Nicolas Maduro lance un ultimatum à l’Union européenne




Anastasia Patts. Sputnik France

L’Union européenne doit améliorer sa position envers le Venezuela, a déclaré le Président Maduro suite à l’annonce de nouvelles sanctions européennes. Si les restrictions sont maintenues, le pays n’acceptera plus aucun dialogue avec Bruxelles, a-t-il prévenu.

Après les annonces de nouvelles sanctions européennes contre Caracas qui ont provoqué l’expulsion de l’ambassadrice européenne au Venezuela, le Président Maduro a déclaré que son pays ne dialoguerait plus avec l’UE en cas de maintien de sa politique de restrictions.

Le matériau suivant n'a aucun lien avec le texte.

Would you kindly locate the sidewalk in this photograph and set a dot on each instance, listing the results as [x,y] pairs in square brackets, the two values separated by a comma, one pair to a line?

«Nous ne voulions pas faire cela. Nous le faisons contre notre volonté, précisément parce que nous voulons avoir de meilleures relations avec toute l’Europe, mais nous ne pouvons accepter que quelqu’un vienne offenser, attaquer ou sanctionner le Venezuela. Nous n’allons l’accepter de personne », a-t-il déclaré lors d’un discours télévisé le 24 février.

Évoquant les tentatives de son pays pour renouer un dialogue avec l’UE et les démarches importantes effectuées pour rétablir des liens, le chef de l’État vénézuélien a prévenu qu’il réagirait si Bruxelles ne lève pas les sanctions:

«Soit vous rectifiez [votre position, ndlr], soit il n’y aura plus jamais aucun accord, aucun dialogue.»

Par dignité, le Venezuela saura répondre à toutes les attaques, a mis en garde Nicolas Maduro.

Et d’ajouter que: «L’UE est la bienvenue au Venezuela, mais qu’elle respecte sa nation, la démocratie et les institutions démocratiques de l’État».

Expulsion de l’ambassadrice de l’UE

Le gouvernement a déclaré l’ambassadrice de l’UE dans le pays, Isabel Brilhante Pedrosa, persona non grata, deux jours après que l’Union européenne a imposé de nouvelles sanctions contre 19 responsables vénézuéliens. Ces restrictions sont arrivées après que Bruxelles a qualifié les élections législatives vénézuéliennes du 6 décembre dernier de non conformes aux normes nécessaires.

Réagissant à l’expulsion de la diplomate, l’UE a exhorté le pays à revenir sur sa décision qui «ne fera que conduire à un nouvel isolement international du Venezuela».